Implementation:Triton inference server Server ShmUtil
| Knowledge Sources | |
|---|---|
| Domains | Testing, Memory_Management |
| Last Updated | 2026-02-13 17:00 GMT |
Overview
Shared memory utility for creating, managing, and cleaning up system and CUDA shared memory regions used in inference tests.
Description
The `shm_util.py` module provides helper functions for working with both system (POSIX) shared memory and CUDA shared memory in Triton QA tests. It wraps the Triton client library's shared memory APIs to create shared memory regions, populate them with input tensor data, register them with the Triton server, and extract output data from them after inference. The module handles the lifecycle of shared memory handles, including proper cleanup to prevent resource leaks. It is used by QA tests that validate Triton's zero-copy shared memory inference path.
Usage
Import this module in QA tests that need to test shared memory inference. Use the provided functions to create, register, populate, and destroy shared memory regions around inference calls.
Code Reference
Source Location
- Repository: Triton Inference Server
- File: qa/common/shm_util.py
- Lines: 1-490
Signature
def create_set_shm_regions(input_list, output_list, shm_region_names,
shm_region_byte_sizes, triton_client, protocol): ...
def create_set_cuda_shm_regions(input_list, output_list, shm_region_names,
shm_region_byte_sizes, triton_client, protocol): ...
def unregister_cleanup_shm_regions(shm_handles, triton_client, protocol): ...

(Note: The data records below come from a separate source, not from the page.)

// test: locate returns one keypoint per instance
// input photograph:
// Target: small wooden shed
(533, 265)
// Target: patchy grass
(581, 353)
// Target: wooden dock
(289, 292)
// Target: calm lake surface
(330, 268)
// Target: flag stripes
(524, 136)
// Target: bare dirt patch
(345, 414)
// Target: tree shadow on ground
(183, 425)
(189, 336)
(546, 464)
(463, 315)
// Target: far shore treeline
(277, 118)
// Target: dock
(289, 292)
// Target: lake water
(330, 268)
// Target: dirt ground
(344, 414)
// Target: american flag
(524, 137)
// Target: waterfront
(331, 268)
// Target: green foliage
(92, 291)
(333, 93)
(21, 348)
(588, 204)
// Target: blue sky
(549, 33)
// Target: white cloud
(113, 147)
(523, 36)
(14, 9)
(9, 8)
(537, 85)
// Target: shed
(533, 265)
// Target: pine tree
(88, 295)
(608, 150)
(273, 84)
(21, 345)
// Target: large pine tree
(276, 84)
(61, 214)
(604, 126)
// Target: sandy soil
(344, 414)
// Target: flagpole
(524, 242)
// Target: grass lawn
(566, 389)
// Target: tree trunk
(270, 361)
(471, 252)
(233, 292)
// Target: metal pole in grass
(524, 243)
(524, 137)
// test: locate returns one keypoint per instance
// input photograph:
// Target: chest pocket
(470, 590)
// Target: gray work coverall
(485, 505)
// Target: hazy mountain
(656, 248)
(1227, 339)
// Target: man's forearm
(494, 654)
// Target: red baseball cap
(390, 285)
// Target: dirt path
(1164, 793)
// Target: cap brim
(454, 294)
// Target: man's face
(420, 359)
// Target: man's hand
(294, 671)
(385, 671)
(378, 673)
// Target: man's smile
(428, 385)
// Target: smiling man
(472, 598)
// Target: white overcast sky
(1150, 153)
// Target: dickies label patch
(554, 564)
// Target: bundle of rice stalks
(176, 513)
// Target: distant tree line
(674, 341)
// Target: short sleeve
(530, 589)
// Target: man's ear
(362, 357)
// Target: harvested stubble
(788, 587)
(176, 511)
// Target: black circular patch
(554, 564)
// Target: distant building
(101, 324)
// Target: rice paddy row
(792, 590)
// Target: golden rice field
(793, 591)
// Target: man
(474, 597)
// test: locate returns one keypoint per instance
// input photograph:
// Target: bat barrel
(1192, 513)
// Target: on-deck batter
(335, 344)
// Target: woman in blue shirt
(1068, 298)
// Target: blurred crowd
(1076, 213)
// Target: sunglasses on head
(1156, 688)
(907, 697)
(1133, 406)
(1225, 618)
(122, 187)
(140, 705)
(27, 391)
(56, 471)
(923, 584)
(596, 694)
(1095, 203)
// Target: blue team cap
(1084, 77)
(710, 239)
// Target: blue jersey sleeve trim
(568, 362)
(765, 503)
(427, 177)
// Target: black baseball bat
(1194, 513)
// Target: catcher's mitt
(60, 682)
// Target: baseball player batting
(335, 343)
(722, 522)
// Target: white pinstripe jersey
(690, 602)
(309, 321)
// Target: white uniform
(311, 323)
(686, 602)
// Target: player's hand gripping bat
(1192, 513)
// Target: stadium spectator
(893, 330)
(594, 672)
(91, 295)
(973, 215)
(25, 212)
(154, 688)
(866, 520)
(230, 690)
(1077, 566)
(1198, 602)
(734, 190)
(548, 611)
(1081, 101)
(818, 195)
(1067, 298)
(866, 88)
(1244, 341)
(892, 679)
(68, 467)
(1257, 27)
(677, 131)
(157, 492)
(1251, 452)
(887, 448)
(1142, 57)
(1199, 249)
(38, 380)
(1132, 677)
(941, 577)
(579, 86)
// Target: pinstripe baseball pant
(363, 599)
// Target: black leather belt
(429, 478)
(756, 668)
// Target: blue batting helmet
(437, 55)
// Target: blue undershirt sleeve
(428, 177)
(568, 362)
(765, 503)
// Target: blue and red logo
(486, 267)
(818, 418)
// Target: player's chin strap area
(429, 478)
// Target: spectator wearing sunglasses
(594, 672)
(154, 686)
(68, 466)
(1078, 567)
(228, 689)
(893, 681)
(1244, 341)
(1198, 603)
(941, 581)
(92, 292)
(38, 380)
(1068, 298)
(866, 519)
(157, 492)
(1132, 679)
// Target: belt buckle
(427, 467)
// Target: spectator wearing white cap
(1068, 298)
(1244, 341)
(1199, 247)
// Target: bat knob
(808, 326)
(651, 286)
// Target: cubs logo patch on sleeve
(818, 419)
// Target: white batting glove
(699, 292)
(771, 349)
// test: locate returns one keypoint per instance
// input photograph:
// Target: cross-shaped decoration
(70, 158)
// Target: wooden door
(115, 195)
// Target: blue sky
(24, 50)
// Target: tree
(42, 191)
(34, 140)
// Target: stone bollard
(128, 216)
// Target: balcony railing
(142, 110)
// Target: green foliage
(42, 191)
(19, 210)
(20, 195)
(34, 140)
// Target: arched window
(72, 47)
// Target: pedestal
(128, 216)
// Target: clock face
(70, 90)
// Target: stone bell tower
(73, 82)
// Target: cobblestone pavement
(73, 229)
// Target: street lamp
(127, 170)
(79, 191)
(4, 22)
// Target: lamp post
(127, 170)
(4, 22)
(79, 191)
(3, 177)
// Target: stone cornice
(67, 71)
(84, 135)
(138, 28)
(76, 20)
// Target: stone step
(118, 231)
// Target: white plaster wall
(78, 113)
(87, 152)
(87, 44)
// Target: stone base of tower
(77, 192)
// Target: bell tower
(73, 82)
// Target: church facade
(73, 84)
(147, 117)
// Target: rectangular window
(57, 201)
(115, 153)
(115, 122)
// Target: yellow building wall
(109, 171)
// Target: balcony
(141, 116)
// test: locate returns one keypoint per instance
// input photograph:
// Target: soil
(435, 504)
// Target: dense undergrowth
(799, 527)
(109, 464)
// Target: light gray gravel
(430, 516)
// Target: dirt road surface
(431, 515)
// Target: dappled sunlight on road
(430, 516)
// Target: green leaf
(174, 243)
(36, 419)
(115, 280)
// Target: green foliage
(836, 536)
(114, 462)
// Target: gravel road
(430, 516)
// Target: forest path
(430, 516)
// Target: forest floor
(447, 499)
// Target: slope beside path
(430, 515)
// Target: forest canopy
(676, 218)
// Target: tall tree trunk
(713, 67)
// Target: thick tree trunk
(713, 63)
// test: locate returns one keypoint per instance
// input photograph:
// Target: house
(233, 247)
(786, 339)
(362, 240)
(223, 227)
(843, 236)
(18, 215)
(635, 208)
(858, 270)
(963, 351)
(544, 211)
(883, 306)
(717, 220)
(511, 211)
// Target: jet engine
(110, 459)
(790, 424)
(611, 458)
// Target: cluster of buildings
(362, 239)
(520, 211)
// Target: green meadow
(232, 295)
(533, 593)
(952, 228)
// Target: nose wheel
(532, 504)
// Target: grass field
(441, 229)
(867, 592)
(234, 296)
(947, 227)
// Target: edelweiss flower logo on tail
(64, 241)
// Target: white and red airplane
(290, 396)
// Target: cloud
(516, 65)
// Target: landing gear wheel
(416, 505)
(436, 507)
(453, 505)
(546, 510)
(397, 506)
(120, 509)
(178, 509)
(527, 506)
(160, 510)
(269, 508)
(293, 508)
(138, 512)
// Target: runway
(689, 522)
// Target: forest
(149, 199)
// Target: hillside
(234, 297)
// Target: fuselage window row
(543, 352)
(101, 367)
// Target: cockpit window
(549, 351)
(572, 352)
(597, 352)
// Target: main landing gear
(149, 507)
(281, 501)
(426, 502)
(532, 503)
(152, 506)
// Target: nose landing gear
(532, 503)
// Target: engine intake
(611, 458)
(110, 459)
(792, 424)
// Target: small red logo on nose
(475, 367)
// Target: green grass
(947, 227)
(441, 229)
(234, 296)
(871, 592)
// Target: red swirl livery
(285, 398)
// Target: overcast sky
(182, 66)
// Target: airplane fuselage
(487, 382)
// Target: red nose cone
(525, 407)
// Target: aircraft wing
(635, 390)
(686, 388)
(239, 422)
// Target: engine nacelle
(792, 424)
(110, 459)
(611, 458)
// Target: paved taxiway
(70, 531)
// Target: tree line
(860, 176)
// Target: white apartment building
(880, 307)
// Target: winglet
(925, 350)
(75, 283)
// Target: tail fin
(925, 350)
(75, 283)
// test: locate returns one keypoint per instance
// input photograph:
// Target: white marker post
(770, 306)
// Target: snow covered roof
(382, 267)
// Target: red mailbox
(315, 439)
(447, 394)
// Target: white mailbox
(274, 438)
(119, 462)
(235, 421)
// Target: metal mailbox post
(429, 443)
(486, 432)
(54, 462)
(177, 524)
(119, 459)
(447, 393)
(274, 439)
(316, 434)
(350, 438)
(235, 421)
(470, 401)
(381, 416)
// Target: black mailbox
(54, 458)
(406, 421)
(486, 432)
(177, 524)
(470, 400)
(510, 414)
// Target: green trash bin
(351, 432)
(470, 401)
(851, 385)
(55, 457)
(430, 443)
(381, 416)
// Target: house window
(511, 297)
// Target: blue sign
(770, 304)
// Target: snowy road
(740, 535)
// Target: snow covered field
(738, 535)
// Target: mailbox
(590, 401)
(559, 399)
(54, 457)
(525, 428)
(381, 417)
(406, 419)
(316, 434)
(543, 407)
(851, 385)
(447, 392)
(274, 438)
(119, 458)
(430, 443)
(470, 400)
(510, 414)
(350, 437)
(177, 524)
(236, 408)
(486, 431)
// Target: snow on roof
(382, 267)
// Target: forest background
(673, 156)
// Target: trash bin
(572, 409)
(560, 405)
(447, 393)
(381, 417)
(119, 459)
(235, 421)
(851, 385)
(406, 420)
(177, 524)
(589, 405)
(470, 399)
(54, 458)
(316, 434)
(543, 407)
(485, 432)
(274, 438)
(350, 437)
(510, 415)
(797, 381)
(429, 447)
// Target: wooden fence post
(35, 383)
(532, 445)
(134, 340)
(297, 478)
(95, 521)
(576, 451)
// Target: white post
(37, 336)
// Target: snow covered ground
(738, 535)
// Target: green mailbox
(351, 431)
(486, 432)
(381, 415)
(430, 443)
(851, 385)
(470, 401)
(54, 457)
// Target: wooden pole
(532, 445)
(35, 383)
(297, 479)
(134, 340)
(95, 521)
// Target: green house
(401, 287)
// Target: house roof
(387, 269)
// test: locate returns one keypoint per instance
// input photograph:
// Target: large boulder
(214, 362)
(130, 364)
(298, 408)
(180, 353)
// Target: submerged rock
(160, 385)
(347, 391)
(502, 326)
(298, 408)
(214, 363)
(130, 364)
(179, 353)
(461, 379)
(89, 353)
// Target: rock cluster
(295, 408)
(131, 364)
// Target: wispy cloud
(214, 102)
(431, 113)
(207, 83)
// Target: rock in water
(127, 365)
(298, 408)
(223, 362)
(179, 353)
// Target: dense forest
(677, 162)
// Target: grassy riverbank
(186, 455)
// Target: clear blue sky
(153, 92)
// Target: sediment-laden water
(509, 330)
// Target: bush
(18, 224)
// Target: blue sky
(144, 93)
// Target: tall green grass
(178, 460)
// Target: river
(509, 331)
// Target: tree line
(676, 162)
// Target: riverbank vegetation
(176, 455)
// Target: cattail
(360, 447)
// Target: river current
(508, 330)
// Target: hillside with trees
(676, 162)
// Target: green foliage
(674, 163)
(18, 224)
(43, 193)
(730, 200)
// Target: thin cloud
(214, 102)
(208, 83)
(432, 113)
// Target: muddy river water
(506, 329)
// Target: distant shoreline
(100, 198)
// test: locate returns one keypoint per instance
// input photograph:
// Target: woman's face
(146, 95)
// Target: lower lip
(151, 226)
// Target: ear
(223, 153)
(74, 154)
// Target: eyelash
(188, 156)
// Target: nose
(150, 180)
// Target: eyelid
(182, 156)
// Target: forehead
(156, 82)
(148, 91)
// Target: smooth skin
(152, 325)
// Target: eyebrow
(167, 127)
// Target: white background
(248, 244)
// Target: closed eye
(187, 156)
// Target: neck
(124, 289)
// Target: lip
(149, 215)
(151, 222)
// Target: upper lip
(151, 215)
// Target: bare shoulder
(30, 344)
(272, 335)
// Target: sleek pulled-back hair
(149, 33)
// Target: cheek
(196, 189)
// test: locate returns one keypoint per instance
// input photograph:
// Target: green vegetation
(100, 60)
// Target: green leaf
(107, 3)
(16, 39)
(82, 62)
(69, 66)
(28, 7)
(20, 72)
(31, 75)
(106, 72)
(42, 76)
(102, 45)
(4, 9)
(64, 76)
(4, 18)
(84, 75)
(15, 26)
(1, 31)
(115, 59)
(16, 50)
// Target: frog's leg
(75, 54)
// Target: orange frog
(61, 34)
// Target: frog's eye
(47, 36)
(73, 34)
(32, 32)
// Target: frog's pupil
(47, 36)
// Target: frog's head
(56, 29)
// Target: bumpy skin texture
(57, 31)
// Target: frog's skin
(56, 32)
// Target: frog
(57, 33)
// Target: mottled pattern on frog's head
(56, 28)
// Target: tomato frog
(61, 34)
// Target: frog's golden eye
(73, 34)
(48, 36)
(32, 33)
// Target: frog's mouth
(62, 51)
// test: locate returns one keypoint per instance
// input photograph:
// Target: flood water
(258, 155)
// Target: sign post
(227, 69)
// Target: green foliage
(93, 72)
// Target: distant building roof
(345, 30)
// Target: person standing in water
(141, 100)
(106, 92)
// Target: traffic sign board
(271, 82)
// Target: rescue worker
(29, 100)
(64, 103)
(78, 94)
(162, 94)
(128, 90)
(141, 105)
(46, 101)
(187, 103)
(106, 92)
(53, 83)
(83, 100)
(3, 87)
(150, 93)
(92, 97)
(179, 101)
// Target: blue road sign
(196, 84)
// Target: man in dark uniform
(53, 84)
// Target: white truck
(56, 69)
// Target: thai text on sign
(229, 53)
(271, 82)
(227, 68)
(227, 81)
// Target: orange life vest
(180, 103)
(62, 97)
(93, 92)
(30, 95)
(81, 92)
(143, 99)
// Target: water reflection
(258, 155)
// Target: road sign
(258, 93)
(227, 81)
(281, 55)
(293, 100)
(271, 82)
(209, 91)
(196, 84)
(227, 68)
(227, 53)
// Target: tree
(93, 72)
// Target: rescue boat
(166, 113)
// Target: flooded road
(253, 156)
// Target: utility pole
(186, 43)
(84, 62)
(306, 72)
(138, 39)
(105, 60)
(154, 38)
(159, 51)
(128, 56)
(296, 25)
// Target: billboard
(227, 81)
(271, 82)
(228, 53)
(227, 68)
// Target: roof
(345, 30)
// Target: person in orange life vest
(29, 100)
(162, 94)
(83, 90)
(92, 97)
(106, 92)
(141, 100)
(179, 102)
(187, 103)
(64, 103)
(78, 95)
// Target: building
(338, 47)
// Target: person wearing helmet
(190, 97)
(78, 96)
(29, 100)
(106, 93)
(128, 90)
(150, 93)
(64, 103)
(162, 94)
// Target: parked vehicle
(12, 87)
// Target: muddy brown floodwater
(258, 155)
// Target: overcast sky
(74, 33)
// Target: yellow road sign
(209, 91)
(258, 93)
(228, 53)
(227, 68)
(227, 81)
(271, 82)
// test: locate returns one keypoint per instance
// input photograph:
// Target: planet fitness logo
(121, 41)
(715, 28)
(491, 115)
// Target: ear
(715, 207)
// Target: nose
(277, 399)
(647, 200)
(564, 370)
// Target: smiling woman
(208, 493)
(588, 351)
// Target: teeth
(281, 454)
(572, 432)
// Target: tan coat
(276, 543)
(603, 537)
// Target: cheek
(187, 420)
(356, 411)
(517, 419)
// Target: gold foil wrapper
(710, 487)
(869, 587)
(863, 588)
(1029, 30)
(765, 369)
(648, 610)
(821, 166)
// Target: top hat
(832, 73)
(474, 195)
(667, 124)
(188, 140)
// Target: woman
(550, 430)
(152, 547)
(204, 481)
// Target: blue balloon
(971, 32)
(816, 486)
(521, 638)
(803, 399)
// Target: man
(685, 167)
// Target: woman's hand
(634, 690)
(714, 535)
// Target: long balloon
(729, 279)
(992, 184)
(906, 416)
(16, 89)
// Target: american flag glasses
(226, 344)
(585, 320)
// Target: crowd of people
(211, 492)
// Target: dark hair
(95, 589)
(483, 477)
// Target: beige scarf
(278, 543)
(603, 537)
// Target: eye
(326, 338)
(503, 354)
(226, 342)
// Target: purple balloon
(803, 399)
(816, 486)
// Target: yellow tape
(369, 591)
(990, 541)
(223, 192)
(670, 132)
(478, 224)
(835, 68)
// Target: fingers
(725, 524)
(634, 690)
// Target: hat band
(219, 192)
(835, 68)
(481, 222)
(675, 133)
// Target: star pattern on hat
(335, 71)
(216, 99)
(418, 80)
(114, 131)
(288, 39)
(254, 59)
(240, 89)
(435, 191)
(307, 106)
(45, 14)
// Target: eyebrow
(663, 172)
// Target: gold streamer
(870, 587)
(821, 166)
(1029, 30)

def cleanup_shm_regions(shm_handles): ...
Import
import sys
sys.path.insert(0, "/path/to/qa/common")
import shm_util
I/O Contract
Inputs
| Name | Type | Required | Description |
|---|---|---|---|
| input_list | list[numpy.ndarray] | Yes | Input tensor data to place in shared memory |
| output_list | list[tuple] | Yes | Output tensor names and byte sizes for output shared memory allocation |
| shm_region_names | list[string] | Yes | Names for the shared memory regions to create |
| shm_region_byte_sizes | list[int] | Yes | Byte sizes for each shared memory region |
| triton_client | InferenceServerClient | Yes | Triton client instance for registering shared memory |
| protocol | string | Yes | Protocol in use: "http" or "grpc" |
Outputs
| Name | Type | Description |
|---|---|---|
| shm_handles | list[handle] | Handles to created shared memory regions for later cleanup |
| input_shm_regions | list[SharedMemoryRegion] | Registered input shared memory regions ready for inference |
| output_shm_regions | list[SharedMemoryRegion] | Registered output shared memory regions for receiving results |
Usage Examples
import shm_util
shm_handles = shm_util.create_set_shm_regions(
inputs, outputs, ["input0_shm", "output0_shm"],
[input_byte_size, output_byte_size], client, "http")
# ... run inference ...
shm_util.unregister_cleanup_shm_regions(shm_handles, client, "http")
shm_handles = shm_util.create_set_cuda_shm_regions(
inputs, outputs, ["input0_cudashm", "output0_cudashm"],
[input_byte_size, output_byte_size], client, "grpc")
# ... run inference ...
shm_util.unregister_cleanup_shm_regions(shm_handles, client, "grpc")